Лёд, пыль, подмёрзшие лужи и огоньки; тёмный и тихий, как будто мёртвый старый район, кое-какое шевеление возле улицы Кирова — и всюду грязь, раскуроченные газоны, обрезанные ещё осенью ветки и чёрный снег.
По пути встретились две девочки лет шестнадцати — бегали вдоль улицы Ленина и с криком вытаскивали что-то из полной воды канавы. Потом наткнулась на стайку парней у "Пятёрочки": гоготали, что-то обсуждали, делили.
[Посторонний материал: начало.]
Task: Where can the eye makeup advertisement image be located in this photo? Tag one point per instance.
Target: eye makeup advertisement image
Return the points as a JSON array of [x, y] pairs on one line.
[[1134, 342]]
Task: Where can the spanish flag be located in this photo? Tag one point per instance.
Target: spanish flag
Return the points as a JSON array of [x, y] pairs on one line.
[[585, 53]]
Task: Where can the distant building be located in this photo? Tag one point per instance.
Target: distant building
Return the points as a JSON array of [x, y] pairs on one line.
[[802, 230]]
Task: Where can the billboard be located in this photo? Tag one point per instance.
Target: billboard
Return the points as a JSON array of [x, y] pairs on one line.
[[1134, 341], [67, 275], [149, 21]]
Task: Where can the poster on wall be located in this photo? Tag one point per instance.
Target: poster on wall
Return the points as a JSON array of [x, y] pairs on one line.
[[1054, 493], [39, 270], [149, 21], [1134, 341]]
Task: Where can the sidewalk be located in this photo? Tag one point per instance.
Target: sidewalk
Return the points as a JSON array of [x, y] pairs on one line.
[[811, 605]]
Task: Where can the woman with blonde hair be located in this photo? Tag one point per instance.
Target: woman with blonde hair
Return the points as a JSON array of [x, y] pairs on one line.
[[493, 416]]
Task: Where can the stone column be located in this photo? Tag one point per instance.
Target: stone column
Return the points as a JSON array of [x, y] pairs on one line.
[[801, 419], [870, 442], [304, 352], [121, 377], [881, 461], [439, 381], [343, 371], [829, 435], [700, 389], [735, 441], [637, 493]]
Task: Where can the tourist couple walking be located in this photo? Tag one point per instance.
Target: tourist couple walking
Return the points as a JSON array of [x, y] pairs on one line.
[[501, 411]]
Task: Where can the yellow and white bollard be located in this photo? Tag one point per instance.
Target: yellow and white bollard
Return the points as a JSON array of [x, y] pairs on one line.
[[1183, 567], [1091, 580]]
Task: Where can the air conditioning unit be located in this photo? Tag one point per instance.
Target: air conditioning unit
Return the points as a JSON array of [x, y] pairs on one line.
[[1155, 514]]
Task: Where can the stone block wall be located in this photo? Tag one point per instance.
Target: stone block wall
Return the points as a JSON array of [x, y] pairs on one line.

Решила на всякий случай, что пройду мимо, зайду вместо "Пятёры" в "Магнит". Встретила библиотекаря из Публичной научной библиотеки им.Короленко, которая так сильно и горячо поддерживала меня в начале моего писательского пути. Библиотекарь сказала, что я выгляжу уставшей. Спросила, кто меня так замучил (спойлер: дикий март). Сказала: у вас же книга недавно вышла?
Я перебрала в голове свои книги. Ну... формально — действительно недавно, "Всему злу земному" около трёх месяцев. Но за это время случилось, написалось, разрушилось и создалось столько всего, что ощущение, словно Нонфик со стендом "Питера", украшенным огромной обложкой "Всего зла земного", был давно, давно, давно...
Поговорили. Повспоминали. Пока стояли — разошлись парни у "Пятёрочки". Я зашла за продуктами: хочу завтра приготовить бабушке бургеры. Решила, что не буду скупиться и выгадывать, ища дишманское, а возьму классные вкусные продукты, чтобы сделать классные вкусные бургеры.
...Это было такое странное ощущение: класть в корзину салат, кунжутные булочки и "Ламбер", когда рядом ходят бабульки и ищут молоко подешевле. Я себя ощутила инопланетянином или иностранцем. Ты живёшь в этом, ты механически совершаешь какие-то движения, ходишь по магазинам, смотришь, что по акции, батон покупаешь или кефир; а в какие-то моменты открываются глаза, и ты видишь и это одинокое молоко в чужой корзине, и гогочущих подростков, и рыгающих мужиков, и грязные коричневые лужи, и серые крыши, и облупившуюся штукатурку, тьму, тишину любимого старого района... И кажется, что город этот — словно уже не совсем тот, что ты знаешь; словно это какое-то странное зазеркалье — и вот бы вернуться туда, в нормальное, в невырубленное, спокойное, ясное...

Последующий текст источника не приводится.